Generate a cohort set from one or more concept sets (named list of concept IDs).
Each concept set becomes one cohort; each row represents the time during which the concept was observed for that subject. Concepts are looked up in the CDM vocabulary and domain tables (condition_occurrence, drug_exposure, etc.). Concepts not in the vocabulary or in missing domain tables are silently skipped. If a domain has no end date (e.g. procedure, observation), start date is used as end date.
Parameters
Name
Type
Description
Default
cdm
Cdm reference (from cdm_from_con with observation_period and concept table).
required
concept_set
dict[str, list[int] | list[dict]]
Named concept sets: name -> list of concept_id (int) or list of concept specs (dict). Each name becomes one cohort. Concept specs are dicts with: - “concept_id” (int, required) - “include_descendants” (bool, optional): if True, expand via concept_ancestor (requires concept_ancestor table). Default False. - “is_excluded” (bool, optional): if True, exclude this concept from the set. Default False. Simple form: {“cohort_a”: [192671, 123]} uses no descendants and not excluded.
required
name
str
Name of the cohort table (lowercase, letters/numbers/underscores). Default “cohort”.
'cohort'
limit
str
“first” (default) or “all”: include only first occurrence per subject per cohort, or all.
'first'
required_observation
tuple[int, int]
(prior_days, future_days) required observation around the event. Default (0, 0).
(0, 0)
end
str or int
How to set cohort_end_date: “observation_period_end_date” (default), “event_end_date”, or a fixed number of days from cohort_start_date.

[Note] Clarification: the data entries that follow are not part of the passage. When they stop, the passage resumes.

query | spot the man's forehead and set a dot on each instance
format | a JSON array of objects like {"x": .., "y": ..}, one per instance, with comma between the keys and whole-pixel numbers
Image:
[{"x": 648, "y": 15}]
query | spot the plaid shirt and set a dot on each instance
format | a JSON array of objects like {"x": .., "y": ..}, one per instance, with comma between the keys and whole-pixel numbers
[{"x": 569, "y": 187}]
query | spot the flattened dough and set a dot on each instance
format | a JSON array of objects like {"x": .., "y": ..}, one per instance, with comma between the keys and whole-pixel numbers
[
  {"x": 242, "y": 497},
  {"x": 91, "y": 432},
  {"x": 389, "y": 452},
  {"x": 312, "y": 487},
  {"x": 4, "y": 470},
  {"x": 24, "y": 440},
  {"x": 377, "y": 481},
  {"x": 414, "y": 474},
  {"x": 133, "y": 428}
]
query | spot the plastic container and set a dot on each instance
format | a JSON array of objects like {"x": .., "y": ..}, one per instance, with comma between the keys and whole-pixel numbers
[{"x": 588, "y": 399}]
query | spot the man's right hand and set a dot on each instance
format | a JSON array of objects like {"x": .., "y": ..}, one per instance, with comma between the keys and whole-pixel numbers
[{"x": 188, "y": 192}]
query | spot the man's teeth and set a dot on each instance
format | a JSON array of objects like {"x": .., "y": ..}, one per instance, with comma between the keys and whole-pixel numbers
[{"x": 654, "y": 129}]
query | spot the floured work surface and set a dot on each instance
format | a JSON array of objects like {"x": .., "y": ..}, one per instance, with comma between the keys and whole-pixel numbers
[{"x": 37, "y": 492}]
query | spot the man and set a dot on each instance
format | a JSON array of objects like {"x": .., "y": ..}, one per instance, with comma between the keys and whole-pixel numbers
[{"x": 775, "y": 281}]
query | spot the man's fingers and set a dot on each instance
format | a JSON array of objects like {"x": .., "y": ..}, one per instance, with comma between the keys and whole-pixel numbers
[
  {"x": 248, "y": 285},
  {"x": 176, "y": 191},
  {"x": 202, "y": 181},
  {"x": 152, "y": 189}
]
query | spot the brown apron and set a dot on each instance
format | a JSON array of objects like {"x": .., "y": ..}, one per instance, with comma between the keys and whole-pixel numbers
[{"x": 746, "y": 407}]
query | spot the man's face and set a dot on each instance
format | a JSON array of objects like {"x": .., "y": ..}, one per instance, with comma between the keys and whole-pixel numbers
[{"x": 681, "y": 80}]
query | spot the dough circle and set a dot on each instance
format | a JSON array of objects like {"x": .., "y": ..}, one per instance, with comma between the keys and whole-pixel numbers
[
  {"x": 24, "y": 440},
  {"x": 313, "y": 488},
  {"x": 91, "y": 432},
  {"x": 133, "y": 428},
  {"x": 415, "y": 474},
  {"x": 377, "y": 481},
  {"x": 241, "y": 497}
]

'observation_period_end_date'
subset_cohort
str
If set, only persons in this cohort table are included.
None
subset_cohort_id
int or list[int]
If set with subset_cohort, only these cohort_definition_id(s) from the subset cohort.
None
overwrite
bool
If True, overwrite existing cohort tables. Default True.
True
Returns
Name
Type
Description
Cdm
CDM with the new cohort table and cohort_set / cohort_attrition populated.
Raises
Name
Type
Description
CohortError
If CDM has no database source, name is invalid, or required tables are missing.